The question everybody asks is, “How do we resolve the fundamental suffering of human life?”

First of all, you have to understand where and how it arises. It’s from this kind of attachment, this itch—this desire that seems to never quite be solved. So, for a quality life, a meaningful life, we do a practice where we attempt to gain some liberation and freedom from the habits of mind and experience that we’ve created up to this point, which if continued, would carry us along without any kind of real clear awareness.

For a meaningful life, we must look very deeply into ourselves to find a place of contentment—a place of solidity, a place where we can rest, a place of quietude. This is what we try to do in our meditation; we try to find that place that’s not the flux of the surface or the flux of the karma, but really the birthright that all of us have, which is a very quiet, content, and clear experience. To live a meaningful life is to find that very quiet, content, and clear experience; to the degree we’ve found that, we’ll have solidity in our life. To do this requires some sort of meditation or awareness.
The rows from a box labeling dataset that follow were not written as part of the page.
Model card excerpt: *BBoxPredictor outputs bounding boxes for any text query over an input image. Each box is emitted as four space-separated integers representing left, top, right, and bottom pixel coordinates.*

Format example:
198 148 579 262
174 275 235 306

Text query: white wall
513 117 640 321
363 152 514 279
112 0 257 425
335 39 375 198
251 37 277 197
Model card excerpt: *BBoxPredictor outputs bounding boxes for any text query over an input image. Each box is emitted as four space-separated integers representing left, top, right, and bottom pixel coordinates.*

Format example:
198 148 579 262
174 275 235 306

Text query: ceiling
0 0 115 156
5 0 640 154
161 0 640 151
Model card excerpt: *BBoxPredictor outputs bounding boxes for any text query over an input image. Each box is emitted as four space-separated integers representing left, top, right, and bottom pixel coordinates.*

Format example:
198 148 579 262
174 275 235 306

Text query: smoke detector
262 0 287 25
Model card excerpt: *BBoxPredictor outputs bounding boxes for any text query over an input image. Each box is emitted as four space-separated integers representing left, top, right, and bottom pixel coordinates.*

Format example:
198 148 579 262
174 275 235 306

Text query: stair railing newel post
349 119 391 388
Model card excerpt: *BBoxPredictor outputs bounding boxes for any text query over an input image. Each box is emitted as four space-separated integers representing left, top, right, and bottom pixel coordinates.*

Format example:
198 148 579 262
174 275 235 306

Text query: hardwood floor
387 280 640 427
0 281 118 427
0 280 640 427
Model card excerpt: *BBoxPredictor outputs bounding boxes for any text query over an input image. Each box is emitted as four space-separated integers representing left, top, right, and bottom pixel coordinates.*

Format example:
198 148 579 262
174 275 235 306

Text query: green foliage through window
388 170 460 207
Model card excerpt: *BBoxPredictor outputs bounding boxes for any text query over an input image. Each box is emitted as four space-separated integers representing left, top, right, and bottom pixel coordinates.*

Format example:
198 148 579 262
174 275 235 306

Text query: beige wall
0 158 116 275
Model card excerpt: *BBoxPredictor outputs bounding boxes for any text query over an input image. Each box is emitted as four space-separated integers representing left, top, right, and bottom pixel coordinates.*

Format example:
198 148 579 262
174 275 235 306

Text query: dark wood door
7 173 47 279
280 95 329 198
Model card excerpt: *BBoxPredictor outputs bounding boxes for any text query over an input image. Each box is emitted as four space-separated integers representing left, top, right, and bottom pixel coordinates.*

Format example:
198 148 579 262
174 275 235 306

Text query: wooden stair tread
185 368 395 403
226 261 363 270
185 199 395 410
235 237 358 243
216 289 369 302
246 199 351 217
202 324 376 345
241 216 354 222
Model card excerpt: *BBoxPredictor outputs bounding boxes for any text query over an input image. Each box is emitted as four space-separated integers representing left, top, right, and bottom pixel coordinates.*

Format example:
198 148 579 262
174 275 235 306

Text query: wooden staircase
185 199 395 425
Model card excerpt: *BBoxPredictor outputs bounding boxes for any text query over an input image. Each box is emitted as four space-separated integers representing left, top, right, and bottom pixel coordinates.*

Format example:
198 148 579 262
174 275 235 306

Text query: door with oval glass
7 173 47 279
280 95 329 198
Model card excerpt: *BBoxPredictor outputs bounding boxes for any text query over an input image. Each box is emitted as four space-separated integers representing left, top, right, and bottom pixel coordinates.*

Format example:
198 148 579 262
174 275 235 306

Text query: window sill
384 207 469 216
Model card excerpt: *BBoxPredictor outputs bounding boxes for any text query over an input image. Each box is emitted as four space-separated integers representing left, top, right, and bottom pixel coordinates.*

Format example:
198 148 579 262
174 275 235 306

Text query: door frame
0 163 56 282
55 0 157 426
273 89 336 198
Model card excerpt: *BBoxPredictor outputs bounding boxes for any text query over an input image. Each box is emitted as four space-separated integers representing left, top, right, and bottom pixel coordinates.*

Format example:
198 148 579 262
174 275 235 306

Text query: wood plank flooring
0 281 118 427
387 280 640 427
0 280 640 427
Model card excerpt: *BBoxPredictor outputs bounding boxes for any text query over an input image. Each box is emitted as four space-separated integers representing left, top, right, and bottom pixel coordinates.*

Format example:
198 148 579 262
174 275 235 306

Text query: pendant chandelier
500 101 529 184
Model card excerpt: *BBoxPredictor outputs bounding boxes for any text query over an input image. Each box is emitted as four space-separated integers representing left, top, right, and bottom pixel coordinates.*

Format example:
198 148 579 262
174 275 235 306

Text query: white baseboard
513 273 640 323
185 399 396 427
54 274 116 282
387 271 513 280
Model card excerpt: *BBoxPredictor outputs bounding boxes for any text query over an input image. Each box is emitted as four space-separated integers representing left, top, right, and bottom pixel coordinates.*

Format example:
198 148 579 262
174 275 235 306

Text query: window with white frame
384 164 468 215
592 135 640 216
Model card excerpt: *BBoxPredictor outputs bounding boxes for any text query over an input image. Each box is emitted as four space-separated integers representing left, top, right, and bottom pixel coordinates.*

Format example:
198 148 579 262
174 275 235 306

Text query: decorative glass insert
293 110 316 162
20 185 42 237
In addition to that, we need to be completely aware all the time, as we move through our life. To help us find that place, we need to be aware of what’s going on in our experience. And that requires paying very close attention to the mind, all day long. For a meaningful life, one pays very close attention and is very aware of what’s going on. We try to lie to ourselves as little as possible. We try to look as clearly as possible at our real intentions.

A meaningful life is, first of all, when one has the freedom to have a contented, quiet place to exist. Second of all, one has a kind of attuned awareness of what’s really going on.
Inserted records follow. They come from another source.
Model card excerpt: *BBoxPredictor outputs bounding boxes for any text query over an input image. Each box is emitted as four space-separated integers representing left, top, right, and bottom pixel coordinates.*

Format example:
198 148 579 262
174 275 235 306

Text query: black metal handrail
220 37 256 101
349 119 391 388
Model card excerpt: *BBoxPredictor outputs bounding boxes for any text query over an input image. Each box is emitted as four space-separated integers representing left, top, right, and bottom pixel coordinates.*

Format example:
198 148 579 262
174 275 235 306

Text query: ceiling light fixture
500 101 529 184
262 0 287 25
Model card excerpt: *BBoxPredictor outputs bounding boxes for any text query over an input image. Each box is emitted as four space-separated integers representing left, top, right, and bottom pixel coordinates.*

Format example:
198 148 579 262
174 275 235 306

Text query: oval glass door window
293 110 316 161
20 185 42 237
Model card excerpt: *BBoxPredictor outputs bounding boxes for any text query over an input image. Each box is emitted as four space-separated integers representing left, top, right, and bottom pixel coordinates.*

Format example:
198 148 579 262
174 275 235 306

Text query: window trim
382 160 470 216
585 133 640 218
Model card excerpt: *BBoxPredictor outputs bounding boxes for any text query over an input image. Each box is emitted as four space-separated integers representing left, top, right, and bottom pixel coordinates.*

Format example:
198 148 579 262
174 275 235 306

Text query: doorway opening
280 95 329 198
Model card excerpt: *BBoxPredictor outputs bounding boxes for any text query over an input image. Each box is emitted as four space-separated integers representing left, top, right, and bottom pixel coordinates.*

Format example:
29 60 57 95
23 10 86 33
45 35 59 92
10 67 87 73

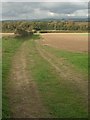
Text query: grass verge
2 37 24 118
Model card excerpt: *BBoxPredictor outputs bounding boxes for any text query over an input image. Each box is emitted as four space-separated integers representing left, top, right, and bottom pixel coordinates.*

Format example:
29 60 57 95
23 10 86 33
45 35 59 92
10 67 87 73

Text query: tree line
2 21 89 34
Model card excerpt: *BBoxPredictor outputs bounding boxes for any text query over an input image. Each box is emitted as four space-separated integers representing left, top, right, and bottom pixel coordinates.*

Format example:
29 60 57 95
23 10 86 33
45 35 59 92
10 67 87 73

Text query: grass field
2 37 23 117
2 35 88 118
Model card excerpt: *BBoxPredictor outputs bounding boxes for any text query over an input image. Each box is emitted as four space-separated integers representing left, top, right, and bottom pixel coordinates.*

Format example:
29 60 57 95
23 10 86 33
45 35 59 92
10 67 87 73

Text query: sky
0 0 88 20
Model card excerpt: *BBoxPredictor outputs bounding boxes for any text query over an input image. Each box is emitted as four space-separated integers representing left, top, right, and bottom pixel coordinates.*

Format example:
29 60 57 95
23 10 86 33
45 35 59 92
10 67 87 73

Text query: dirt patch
8 41 48 118
41 33 88 52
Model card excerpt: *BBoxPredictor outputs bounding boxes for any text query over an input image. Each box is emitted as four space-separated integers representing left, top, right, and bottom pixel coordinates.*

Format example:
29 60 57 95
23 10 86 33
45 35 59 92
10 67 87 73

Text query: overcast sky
2 0 88 20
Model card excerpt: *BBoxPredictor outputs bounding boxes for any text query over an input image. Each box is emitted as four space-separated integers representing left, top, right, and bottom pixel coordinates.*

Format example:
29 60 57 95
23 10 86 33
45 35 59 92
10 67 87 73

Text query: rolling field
42 33 88 52
2 34 88 118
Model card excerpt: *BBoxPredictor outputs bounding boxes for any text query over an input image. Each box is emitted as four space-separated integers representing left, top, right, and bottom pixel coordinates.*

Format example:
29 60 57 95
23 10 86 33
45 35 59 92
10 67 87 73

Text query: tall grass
2 37 23 118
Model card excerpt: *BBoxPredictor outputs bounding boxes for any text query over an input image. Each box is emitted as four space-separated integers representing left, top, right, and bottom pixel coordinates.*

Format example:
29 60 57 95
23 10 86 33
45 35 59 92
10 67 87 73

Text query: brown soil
41 33 88 52
8 42 48 118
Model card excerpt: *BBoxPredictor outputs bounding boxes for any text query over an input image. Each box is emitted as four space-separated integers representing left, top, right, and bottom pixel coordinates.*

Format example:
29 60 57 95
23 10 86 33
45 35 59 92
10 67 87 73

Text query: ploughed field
2 33 88 118
42 33 88 52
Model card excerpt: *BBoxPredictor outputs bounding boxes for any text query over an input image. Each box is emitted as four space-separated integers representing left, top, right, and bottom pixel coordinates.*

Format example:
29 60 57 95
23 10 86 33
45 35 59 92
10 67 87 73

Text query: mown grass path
8 41 48 118
2 36 88 118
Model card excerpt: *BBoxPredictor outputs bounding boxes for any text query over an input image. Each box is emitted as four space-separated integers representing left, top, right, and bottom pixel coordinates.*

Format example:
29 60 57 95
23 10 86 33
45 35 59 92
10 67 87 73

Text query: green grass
0 38 2 118
28 40 88 118
2 37 23 118
43 46 88 74
2 35 88 118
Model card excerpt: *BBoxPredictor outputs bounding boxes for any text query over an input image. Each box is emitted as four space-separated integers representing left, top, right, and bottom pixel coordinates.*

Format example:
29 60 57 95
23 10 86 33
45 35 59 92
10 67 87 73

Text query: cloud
1 0 89 2
2 2 88 19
In our relations with people, we want to have a sense of compassion. We want to have a sense of caring. Not caring in the sense of what is that person going to do for me, but rather, how can I share with this other person in terms of this awareness I’ve developed? How can I help this other person towards their liberation? And, if you’re helping other people towards their liberation, that might not be the same kind of relationship that most of us have developed to this point. A meaningful life, from a more Buddhist perspective, is one in which we always look to what we can do for someone else to help them find a more meaningful and clear life for themselves. This will lead us to wisdom.

Wisdom will allow us to see what’s going on.

In order to have that happen, we have to have solidity to our body, which is the basis of virtue or morality. What the Western context calls morality, I’d rather call virtue or character. The reason we have to start with virtue or character is because that’s the solidity of our body. Where our body acts, it creates another level of conditions that will return to us in one way or another, and in addition to a quietude of mind through virtue we can gain a solitude or contentment of the body.

As we are able to carry out this attitude in mind and body in day-to-day life, we can develop the solidity of mind and wisdom, insight, awareness, and a sense of compassion and empathy for other people. With clarity of what’s going on, we can work to develop a life where day-to-day, in every moment, we practice putting these qualities to use.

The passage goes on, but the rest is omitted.